Leader

1. Introduction

As the core component and main entry point of the Chat2Graph system, the Leader is responsible for job planning, assignment, execution, and Expert lifecycle management.

The Leader is initialized via AgentConfig and manages Expert lifecycles through LeaderState. After receiving a job, the Leader processes it through three phases: job planning, job assignment, and job execution.

Document Image

2.1. Planning

The agent planner primarily handles job planning and decomposition. Unlike traditional linear planners in agent systems, Chat2Graph employs a graph-based planner that breaks down agent jobs into executable units while preserving dependencies between subjobs, better accommodating execution uncertainties.

Document Image

The planner's core lies in a carefully designed prompt, JOB_DECOMPOSITION_PROMPT, which guides the Leader to decompose a main job (Given Task) into executable subjobs. The Leader first combines conversation history with the current system state to infer the user's true intent and expected next logical step. Based on this inference, the Leader determines the target expert (Expert) and actions required to complete this step. Task decomposition is its sole output—even with incomplete information (e.g., if the user forgot to upload a file), it must create subjobs for relevant experts and note potential issues in the subjob context. During decomposition, the LLM should aim for the minimal necessary logical subjobs while ensuring assignments are limited to predefined experts. Each subjob must contain all essential information, remain role-neutral, and strictly adhere to the original job scope. For simple jobs or those requiring only one expert, a single subjob should be generated.

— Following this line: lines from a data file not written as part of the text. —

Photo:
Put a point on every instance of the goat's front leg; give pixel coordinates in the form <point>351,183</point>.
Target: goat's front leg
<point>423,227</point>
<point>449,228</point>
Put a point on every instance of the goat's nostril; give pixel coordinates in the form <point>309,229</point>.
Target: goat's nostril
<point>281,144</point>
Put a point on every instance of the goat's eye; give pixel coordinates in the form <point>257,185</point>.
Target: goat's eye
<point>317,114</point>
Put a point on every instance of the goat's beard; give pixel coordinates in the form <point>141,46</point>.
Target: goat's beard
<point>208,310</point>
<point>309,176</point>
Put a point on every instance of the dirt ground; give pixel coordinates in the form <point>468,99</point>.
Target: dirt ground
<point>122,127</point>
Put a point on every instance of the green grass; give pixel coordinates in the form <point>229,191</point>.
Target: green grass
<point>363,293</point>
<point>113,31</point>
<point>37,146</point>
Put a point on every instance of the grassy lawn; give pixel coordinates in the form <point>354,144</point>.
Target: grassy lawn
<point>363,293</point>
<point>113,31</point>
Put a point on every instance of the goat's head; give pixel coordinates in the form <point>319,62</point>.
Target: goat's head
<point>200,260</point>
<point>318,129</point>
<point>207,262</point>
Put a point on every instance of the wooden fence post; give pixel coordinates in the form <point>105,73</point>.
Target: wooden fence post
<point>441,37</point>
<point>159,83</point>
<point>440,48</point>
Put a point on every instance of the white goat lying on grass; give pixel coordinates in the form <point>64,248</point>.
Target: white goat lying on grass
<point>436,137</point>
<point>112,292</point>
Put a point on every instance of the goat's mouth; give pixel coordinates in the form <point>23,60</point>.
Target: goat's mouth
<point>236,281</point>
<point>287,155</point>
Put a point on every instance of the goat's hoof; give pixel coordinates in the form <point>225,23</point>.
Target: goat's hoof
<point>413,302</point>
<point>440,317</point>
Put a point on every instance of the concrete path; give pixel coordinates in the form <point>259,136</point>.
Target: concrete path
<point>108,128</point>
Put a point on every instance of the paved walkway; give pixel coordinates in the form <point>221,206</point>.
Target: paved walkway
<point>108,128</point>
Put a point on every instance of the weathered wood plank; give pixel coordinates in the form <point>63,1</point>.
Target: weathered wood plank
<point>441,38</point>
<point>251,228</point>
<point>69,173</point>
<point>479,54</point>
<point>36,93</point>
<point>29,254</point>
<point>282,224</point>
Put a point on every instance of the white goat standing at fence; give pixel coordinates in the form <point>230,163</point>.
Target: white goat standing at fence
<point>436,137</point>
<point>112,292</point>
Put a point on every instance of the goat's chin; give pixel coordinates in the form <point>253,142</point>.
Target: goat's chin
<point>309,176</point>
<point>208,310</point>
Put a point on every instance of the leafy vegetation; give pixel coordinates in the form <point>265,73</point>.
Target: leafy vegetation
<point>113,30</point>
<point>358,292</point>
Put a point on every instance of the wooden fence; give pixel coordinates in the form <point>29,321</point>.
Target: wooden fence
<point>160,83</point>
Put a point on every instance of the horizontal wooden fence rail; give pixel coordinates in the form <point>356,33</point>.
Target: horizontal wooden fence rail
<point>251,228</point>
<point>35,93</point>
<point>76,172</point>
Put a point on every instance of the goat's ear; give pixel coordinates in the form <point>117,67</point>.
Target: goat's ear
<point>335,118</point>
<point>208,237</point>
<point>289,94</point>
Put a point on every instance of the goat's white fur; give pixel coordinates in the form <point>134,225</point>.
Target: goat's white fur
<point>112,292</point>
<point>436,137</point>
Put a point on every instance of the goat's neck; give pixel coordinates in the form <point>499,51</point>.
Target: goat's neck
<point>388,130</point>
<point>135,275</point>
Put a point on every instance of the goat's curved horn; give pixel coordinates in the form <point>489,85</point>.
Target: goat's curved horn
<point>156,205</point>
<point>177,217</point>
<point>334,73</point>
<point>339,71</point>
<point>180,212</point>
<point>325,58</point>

Upon receiving an OriginalJob, if no preset Expert exists, the Leader decomposes it into a subjob graph (JobGraph). This graph is a Directed Acyclic Graph (DAG) where nodes represent subjobs (SubJob) and edges represent dependencies between them.

If the OriginalJob has a preset Expert, the Leader skips decomposition and directly assigns the job to that Expert, resulting in a single-node JobGraph (the original job itself).

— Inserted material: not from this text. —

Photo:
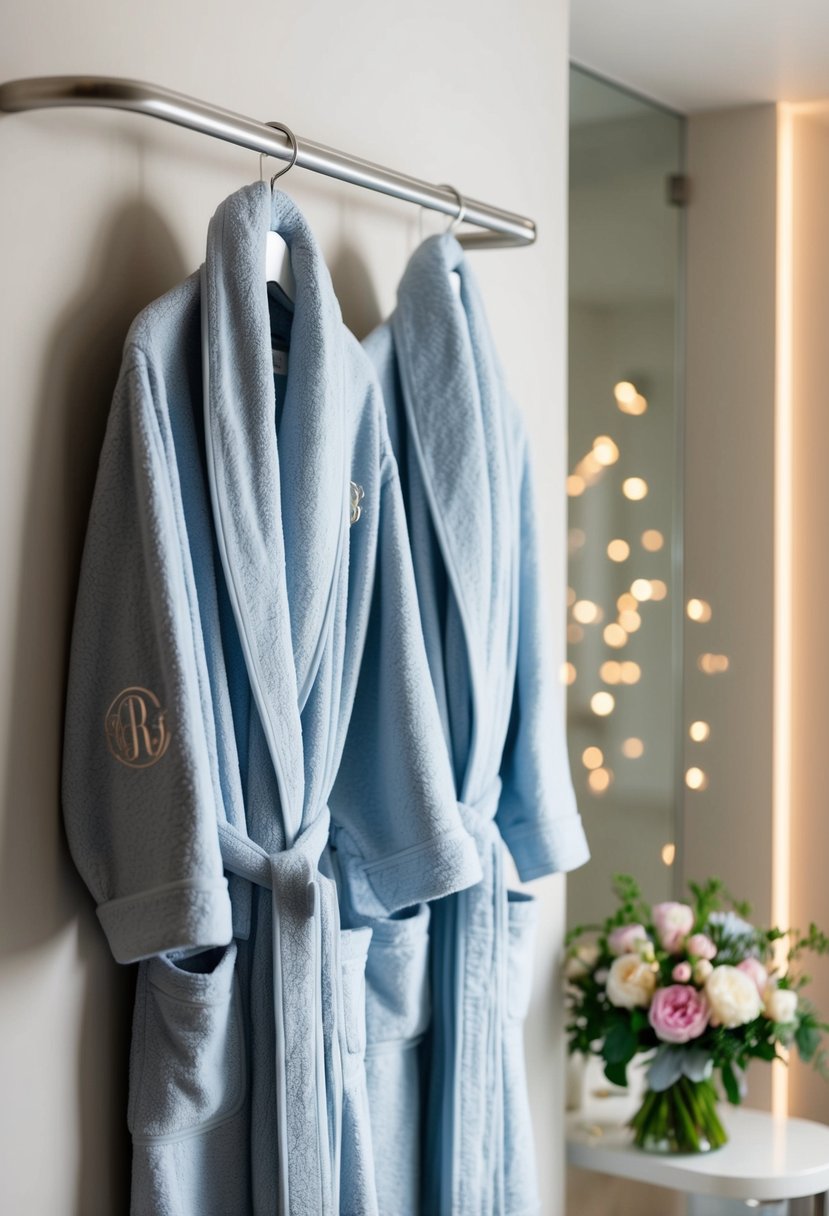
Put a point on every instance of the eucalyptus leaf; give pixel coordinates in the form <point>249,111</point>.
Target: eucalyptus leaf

Chat2Graph explicitly defines subjob fields (see JOB_DECOMPOSITION_OUTPUT_SCHEMA) and uses JobGraph to express dependencies between subjobs.

Field	Description
`goal`	The goal, which must precisely reflect the user's latest request.
`context`	Context, including a summary of conversation history, user feedback, and how this context shapes the current job.
`completion_criteria`	Completion criteria, which must be clear, measurable, and directly address needs or corrections highlighted in the conversation history.
`dependencies`	Dependencies, defined only when generating multiple subjobs to establish relationships between them, forming a `JobGraph` managed by `JobService`.
`assigned_expert`	The assigned expert's name, indicating which expert will handle this subjob.
`thinking`	Reasoning process, requiring the LLM to explain in first-person why this subjob is necessary, its preliminary approach, and key considerations.

2.2. Assignment

During job assignment, the Leader assigns subjobs organized in the JobGraph to corresponding experts for execution.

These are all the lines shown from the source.